The “eugenics” movement, which sought to protect and improve hereditary racial stock, was phenomenally popular in early 20th century America, and it has an important connection to today’s pro-abortion movement. Thomas C. Leonard explains eugenics in his 2016 book, Illiberal Reformers: Race, Eugenics, and American Economics in the Progressive Era: 

“Eugenics” derives from the Greek for “well born” and describes the movement to improve human heredity by the social control of human breeding. The concept was ancient. Plato’s Republic asked why we breed cattle but not humans. The term was minted in 1883 by Francis Galton, a celebrated Victorian Era polymath and cousin of Charles Darwin. Galton advanced the three governing premises of any eugenic program. First, differences in human intelligence, character, and temperament were due to differences in heredity. Second, human heredity could be improved, and with reasonable dispatch. Human heredity, Galton said, was “almost as plastic as clay, under the control of the breeder’s will.”

And third, the improvement of humankind, like any kind of breeding, could not be left to happenstance. It required scientific investigation and regulation of marriage, reproduction, immigration, and labor. In other words, eugenics proposed to replace random natural selection with purposeful social selection. As Galton encapsulated it, “what nature does blindly, slowly and ruthlessly, man may do providently, quickly and kindly.”

Eugenics was popular across a wide range of political and religious persuasions, including a disheartening number of advocates out of a traditional Christian background. The eugenics movement itself took on a religious tone as its popularizers tried to convince the American people at large of the threat of racial degeneracy. Leonard notes that

Evangelizers spread the eugenics gospel far beyond the eugenics institutes and laboratories.

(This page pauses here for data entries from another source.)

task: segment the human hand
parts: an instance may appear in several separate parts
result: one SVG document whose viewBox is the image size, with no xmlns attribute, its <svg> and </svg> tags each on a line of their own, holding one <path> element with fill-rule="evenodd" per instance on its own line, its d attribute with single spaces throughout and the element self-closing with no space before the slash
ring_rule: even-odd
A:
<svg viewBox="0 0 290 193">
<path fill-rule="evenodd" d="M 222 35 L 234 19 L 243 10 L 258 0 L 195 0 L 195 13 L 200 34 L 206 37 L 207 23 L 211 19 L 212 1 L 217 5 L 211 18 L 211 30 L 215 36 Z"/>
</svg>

Eugenic thinking reached deep into American popular culture, traveling through women’s magazines, the religious press, movies, and comic strips. The idea of safeguarding American hereditary, with its concomitant fear of degeneracy from within and inundation from abroad, influenced ordinary Americans far removed from the eugenics movement’s professionals and publicists.

Some Darwinian thinkers, including Charles Darwin himself, advocated more births by more people, believing that it would boost the beneficial effects of natural selection. But many believed that eugenics required the restriction of births by inferior people. This restriction could happen by sterilization (involuntary, in some cases) and birth control methods, which some like Margaret Sanger believed might include abortion in extreme cases. Most eugenicists publicly opposed abortion, however. Even Sanger regarded abortion for population control as “dangerous and vicious.” Leonard says that

Eugenics also counted many supporters on the left, from Fabian socialists like George Bernard Shaw and Sidney and Beatrice Webb to birth control advocate Margaret Sanger, who convinced skeptical eugenicists that birth control could be a valuable tool of eugenics. This was no small feat of persuasion. Many eugenicists feared unregulated birth control was dysgenic in its effects, because, as progressive sociologist Charles Horton Cooley warned, the “intelligent classes” used it, and the inferior classes did not. If the state delivered birth control to the inferior classes, Cooley noted, then contraception could indeed work eugenically.

Sanger noted elsewhere, “Those least fit to carry on the race are increasing most rapidly. The most urgent problem today is how to limit and discourage the overfertility of the mentally and physically defective.” Sanger went on to found the American Birth Control League (1921), which became the Planned Parenthood Federation of America in 1946.

American Christians have largely accepted the validity of contraception, for whatever purposes, over the past five decades. A few groups, including conservative Catholics, still see contraception as an immoral interference with God’s providential plans for life.

The big difference between the eugenics movement and today’s pro-abortion industry is that the latter now sees abortion-on-demand as the cornerstone of “birth control.” Eugenicists largely focused on preventing conception in undesirable cases. Abortionists today still affirm pre-conception birth control, of course. But they also champion the post-conception termination of an unborn child’s life as an legally inviolable option in the repertoire of birth control methods.